Do you remember lucky dip bags in your local shop? Well the 21st century equivalent are “blind bag” toys which are marketed as collectibles in which the child buys a toy or set of cards in an opaque wrapping and is always encouraged to “collect them all” with certain toys or cards being rare or only occasionally found. “Loot boxes” in certain video games, which can be bought with real money and include skins or equipment to enhance their game avatar, frequently don’t contain anything new or appealing. However, the intermittent reinforcement of an occasional “win” is the most powerful draw for a child to keep returning to the collectible. Gambling can start young.
Unlike other addictive problem issues, like smoking and alcohol, the legislation about gambling is archaic and as a consequence there is minimal state restriction on advertising of gambling. This is about to be addressed in the Gambling (Prohibition of Advertising) Bill, 2021, which is moving through the various stages of the Dáil currently. But as of now, it is only voluntary codes that really apply to gambling advertising. Advertising is hugely influential for children.
Market research in 2020, by Ipsos MORI in the UK, has shown a clear increase in the volume of, and spend on, gambling advertising in recent years. Across all media they found a 24pc increase in advertising spend from 2015-2018.
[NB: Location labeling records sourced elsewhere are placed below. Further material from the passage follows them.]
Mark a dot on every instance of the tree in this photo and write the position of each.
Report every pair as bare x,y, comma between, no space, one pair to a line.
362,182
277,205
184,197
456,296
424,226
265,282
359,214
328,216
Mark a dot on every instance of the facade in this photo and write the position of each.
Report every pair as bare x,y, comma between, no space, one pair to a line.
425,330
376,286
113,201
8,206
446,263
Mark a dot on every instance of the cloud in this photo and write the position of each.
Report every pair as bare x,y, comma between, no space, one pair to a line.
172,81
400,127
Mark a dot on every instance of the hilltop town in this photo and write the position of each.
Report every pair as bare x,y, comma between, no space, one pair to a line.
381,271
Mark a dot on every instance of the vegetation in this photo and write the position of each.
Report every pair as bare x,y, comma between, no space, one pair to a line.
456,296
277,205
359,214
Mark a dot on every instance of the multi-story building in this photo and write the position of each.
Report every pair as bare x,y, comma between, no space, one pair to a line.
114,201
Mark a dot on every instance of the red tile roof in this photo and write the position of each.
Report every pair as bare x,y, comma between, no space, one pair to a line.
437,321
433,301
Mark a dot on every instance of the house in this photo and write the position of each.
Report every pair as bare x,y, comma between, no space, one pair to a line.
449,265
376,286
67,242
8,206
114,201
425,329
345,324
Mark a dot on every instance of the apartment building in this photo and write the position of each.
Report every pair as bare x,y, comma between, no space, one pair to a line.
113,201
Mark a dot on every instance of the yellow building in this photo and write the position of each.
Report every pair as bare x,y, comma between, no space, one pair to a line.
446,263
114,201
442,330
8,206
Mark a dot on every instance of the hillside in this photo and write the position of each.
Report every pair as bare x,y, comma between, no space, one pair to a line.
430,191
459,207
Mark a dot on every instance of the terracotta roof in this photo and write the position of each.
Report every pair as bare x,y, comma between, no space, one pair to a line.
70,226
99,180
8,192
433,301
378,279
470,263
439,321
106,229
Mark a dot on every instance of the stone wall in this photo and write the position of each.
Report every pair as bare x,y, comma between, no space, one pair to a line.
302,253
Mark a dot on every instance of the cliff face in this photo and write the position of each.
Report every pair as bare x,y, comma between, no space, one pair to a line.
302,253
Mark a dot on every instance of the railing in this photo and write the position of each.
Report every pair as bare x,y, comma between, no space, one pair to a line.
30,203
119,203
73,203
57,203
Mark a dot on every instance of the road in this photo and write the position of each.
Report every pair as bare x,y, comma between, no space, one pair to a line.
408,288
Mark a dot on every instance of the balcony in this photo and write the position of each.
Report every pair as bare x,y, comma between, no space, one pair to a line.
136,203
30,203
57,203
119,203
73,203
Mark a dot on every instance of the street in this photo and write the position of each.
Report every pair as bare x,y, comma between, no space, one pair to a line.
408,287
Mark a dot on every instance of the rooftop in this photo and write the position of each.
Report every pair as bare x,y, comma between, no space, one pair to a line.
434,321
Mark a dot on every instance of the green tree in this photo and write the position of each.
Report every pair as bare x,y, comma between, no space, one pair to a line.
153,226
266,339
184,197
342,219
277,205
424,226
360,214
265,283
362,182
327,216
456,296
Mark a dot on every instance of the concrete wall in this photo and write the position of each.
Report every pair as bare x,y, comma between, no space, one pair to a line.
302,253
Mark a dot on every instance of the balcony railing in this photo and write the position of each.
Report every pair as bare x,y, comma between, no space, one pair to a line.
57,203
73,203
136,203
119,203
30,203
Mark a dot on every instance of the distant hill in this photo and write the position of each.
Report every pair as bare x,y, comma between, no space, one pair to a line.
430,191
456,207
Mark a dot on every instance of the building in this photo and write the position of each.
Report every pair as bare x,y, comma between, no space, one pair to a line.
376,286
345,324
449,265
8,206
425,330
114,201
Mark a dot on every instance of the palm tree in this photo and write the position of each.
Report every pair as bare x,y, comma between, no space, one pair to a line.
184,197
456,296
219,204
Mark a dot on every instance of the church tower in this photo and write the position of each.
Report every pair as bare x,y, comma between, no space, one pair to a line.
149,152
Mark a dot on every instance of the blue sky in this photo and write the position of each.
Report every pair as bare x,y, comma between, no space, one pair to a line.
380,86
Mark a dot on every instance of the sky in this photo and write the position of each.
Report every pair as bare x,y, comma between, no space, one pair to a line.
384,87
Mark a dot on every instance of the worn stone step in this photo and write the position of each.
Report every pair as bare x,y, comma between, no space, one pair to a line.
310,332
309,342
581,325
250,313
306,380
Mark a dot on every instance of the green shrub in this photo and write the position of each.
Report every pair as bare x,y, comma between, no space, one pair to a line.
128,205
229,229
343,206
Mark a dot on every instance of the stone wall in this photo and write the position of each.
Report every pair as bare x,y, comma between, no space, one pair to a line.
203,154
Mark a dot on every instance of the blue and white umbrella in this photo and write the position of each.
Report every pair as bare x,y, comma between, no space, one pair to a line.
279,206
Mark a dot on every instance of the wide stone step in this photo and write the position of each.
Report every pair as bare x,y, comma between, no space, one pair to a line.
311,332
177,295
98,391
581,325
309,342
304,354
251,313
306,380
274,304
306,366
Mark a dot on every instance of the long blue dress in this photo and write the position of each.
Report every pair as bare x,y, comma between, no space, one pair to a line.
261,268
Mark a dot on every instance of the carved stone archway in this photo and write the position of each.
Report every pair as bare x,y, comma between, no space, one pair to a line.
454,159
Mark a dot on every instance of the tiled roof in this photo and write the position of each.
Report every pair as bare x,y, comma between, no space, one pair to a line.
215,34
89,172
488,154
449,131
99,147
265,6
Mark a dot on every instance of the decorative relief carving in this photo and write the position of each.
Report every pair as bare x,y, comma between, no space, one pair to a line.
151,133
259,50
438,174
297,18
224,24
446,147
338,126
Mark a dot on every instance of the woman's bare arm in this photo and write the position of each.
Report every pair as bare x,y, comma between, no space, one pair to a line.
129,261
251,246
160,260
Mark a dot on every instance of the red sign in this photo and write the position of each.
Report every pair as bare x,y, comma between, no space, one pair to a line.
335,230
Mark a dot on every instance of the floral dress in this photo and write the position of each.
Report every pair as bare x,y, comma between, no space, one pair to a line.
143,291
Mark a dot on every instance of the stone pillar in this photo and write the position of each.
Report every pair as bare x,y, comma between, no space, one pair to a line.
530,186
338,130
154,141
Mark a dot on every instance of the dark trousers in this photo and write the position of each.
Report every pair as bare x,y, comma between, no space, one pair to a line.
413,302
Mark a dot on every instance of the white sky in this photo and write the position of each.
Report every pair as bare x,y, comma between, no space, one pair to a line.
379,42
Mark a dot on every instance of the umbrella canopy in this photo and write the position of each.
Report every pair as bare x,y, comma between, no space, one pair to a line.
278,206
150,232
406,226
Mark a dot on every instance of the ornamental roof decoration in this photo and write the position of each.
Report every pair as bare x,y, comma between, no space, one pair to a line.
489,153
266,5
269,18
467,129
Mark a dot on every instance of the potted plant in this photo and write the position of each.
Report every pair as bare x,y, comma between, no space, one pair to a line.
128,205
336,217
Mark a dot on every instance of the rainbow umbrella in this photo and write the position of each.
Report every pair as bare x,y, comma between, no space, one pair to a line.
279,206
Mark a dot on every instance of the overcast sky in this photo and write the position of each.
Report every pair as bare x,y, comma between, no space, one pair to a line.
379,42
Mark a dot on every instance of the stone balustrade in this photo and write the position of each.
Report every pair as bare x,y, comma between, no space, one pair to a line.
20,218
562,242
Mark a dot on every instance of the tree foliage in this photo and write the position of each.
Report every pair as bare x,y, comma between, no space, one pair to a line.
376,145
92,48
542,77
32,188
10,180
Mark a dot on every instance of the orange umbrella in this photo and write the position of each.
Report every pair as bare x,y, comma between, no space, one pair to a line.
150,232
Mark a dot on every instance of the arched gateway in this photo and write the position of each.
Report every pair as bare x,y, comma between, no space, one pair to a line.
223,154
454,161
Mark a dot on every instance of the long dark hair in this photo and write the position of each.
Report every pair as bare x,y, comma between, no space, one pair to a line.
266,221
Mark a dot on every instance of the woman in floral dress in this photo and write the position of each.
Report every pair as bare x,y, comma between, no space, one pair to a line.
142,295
On traditional media, outside of evening slots, gambling advertising is very prominent in the afternoon on TV and in the morning on radio. Lotteries were identified as the biggest spenders on advertising across TV, radio, cinema, direct mail, door drops and outdoor media. As a consequence 85pc of the more than 1,000 respondents in a ScotCen survey of 11- to 24-year-olds olds reported seeing ads on TV. 96pc of those 11- to 24-year-olds reported having exposure to gambling marketing in the last month across all types of gambling marketing.
The same piece of market research also looked at what it was about the advertising that particularly appealed to children. Colour in ads, engaging characters (“Foxy Bingo” for example), glamour, celebrity endorsement (especially sports stars), the appearance of fun with low risk, the featuring of “people like me” as well as big winners, all made ads more memorable for children.
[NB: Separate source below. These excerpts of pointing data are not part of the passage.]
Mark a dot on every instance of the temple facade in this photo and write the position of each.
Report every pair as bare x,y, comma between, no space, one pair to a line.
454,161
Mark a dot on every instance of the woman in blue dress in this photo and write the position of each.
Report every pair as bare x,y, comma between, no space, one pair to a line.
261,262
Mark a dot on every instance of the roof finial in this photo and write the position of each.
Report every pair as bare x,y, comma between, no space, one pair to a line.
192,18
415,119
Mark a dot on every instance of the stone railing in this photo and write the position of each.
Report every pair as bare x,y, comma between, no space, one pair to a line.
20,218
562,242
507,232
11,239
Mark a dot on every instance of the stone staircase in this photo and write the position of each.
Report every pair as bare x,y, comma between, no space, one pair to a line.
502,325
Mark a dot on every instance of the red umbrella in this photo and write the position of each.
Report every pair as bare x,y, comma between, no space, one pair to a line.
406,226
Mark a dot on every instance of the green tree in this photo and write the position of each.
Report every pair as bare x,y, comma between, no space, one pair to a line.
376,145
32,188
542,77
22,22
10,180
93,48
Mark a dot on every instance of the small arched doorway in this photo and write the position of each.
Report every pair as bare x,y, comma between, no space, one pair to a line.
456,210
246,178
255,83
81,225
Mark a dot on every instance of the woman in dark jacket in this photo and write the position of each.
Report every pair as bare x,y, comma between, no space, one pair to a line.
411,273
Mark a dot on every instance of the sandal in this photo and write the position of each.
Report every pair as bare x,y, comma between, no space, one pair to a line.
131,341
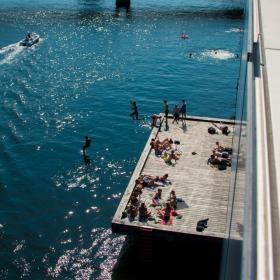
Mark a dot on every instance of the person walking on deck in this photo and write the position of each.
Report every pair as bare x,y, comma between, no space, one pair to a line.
183,110
176,114
134,113
165,109
87,143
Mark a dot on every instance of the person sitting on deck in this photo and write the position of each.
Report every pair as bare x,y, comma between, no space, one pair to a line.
172,200
218,147
132,211
169,157
150,181
167,212
221,154
156,200
138,187
214,160
222,128
143,211
164,179
155,119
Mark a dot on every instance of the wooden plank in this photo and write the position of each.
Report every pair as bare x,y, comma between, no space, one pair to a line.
205,190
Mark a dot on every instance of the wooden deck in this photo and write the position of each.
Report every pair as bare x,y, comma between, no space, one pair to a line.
205,190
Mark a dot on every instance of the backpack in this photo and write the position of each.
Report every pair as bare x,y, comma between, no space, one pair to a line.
222,166
211,130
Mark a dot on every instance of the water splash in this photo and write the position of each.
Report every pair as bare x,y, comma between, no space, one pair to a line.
218,54
12,51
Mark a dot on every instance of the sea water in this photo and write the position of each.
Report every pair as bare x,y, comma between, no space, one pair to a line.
91,62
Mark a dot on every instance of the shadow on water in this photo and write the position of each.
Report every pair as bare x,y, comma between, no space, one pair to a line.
143,258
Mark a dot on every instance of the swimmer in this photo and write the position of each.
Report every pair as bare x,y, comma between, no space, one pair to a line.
87,143
184,36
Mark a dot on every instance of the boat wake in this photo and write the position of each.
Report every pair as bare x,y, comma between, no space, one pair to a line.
234,30
10,52
218,54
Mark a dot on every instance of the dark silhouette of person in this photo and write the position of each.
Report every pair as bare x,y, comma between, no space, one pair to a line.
134,113
87,143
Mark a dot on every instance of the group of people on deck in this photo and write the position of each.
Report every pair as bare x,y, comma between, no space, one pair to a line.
177,111
220,157
167,149
164,209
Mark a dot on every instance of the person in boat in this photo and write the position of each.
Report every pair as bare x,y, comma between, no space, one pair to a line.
167,212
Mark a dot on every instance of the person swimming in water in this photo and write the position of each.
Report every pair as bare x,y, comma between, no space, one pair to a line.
87,143
134,113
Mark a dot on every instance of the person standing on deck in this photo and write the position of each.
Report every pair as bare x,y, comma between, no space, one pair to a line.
176,114
183,110
165,109
87,144
134,113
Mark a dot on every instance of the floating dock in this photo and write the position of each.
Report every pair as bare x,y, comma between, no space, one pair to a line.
204,190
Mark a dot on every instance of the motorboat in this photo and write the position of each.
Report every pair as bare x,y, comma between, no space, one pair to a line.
29,40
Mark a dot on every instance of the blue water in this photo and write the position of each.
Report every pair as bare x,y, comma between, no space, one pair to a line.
56,212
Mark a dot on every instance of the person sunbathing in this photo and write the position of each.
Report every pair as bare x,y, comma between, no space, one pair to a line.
169,157
220,154
143,211
149,180
156,200
218,147
222,128
133,199
214,160
164,179
166,213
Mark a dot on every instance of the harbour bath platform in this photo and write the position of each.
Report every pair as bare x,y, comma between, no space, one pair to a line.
204,190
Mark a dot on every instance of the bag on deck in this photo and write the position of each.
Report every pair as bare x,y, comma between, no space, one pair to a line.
211,130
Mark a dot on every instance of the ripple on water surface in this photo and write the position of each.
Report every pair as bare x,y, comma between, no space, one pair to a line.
57,204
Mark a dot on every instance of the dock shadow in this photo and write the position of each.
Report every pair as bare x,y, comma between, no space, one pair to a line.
182,205
148,257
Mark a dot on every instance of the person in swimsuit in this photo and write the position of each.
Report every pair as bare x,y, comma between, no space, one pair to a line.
176,114
134,113
87,143
183,110
165,109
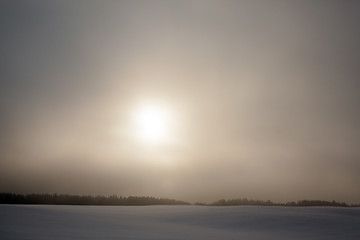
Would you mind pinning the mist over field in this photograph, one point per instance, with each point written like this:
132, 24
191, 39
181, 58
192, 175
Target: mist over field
180, 222
191, 100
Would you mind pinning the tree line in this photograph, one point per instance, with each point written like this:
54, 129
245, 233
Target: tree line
114, 200
65, 199
301, 203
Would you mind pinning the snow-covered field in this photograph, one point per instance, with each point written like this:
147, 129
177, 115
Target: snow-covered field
177, 222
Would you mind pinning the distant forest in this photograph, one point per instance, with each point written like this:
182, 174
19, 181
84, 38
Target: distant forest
113, 200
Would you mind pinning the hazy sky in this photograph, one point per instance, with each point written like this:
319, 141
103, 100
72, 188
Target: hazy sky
262, 98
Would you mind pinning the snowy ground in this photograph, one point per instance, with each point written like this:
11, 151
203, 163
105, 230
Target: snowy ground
177, 222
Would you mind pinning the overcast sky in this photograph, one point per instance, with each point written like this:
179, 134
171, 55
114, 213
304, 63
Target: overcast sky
263, 95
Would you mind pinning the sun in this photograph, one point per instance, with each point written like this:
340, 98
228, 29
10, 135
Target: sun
152, 123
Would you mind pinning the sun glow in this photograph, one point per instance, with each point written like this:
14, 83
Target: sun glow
153, 123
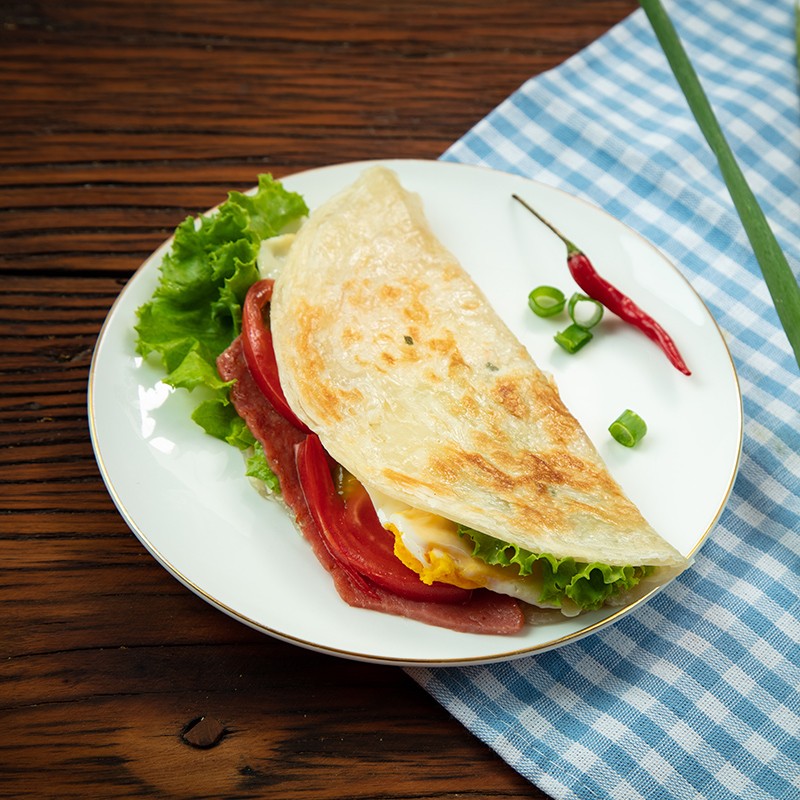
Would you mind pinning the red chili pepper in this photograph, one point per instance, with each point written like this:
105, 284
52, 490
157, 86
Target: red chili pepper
598, 288
356, 537
259, 353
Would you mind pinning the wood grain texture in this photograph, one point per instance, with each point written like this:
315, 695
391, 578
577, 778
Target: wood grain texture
118, 120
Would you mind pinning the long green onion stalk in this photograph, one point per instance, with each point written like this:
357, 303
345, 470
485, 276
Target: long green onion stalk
778, 275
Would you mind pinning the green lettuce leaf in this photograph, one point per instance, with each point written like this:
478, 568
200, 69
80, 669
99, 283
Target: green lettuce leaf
196, 309
258, 467
586, 585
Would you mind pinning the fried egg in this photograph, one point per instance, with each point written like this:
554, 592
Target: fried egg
430, 545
Conversely, messages of risk and messages to gamble safely received mixed levels of understanding. Children felt that gambling could be enjoyable however, their understanding of risk varied, notably by age, with those under 16 commenting that they did not fully understand how odds worked, for example. Children often described risk in overly simplistic terms with some confusion about the chance of winning. Children are a very vulnerable population when it comes to gambling advertising.
It may be hard to spot if your child or teenager is developing a gambling problem as some of the signs are also signs of problems with things like drugs or alcohol. These include mitching school, decreased interest in usual activities, frequently asking for money or money or valuables going missing at home and withdrawal from family or friends. Some of the signs that may be more specific to gambling as an issue include having extra money or expensive items, having gambling apps on their phone, showing increased interest in multiple sporting events simultaneously or showing intense interest when others are talking about gambling.
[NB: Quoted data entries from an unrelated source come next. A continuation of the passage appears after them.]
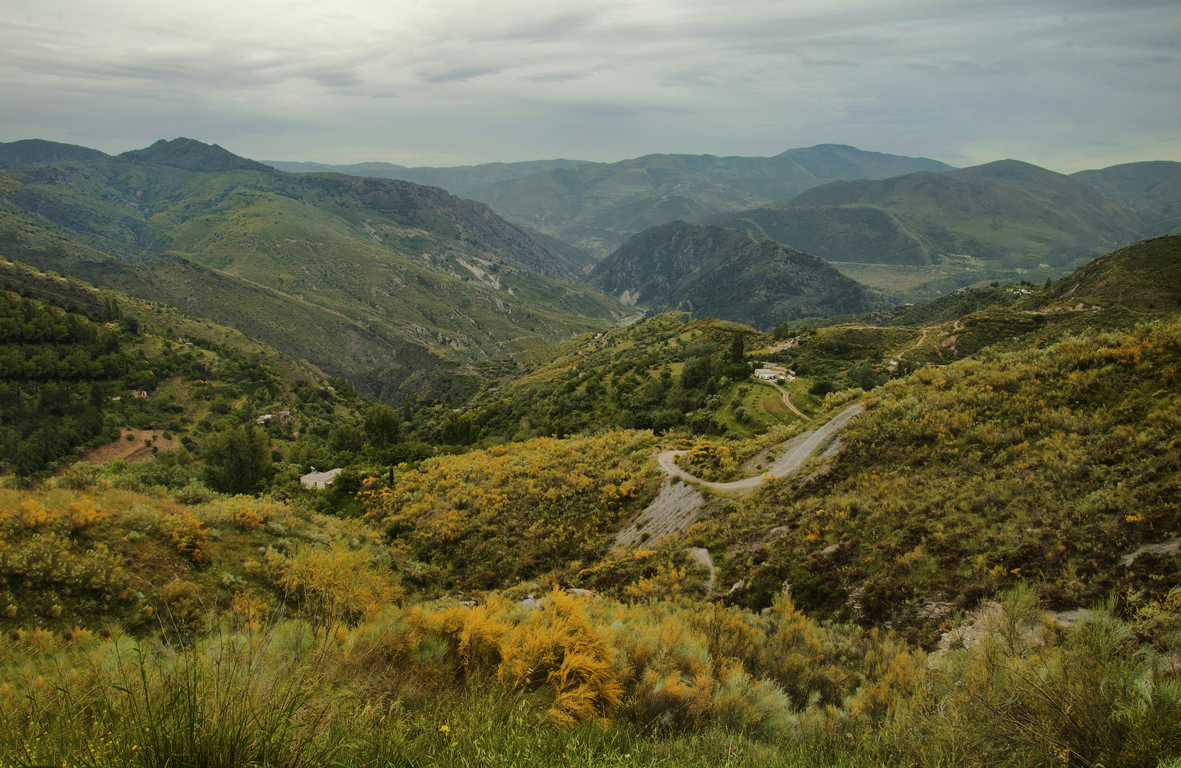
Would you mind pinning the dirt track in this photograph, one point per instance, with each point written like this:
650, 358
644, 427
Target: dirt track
798, 450
679, 503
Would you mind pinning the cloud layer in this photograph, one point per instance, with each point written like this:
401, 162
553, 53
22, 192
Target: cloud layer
1052, 82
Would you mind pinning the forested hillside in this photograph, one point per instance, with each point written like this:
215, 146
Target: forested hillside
384, 282
599, 206
726, 273
980, 568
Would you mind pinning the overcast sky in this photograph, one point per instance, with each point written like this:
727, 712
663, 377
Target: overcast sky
457, 82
None of us like to think that our children will be the ones to develop serious problems with an addictive behaviour. Similarly, none of us may like to think that we role model a special interest in gambling. Even your occasional interest in the Lotto might be enough to excite them, however. What child wouldn’t want a private aqua-park in their home?
Like all important issues that teens are likely to dabble in and experiment with, gambling needs to be talked about in an open and explanatory way. We also need the support of legislation to expose children to less gambling advertising. But if some of our legislators are naively accepting hospitality from the bookmakers’ representative body, it suggests they don’t see gambling as the huge problem that it is.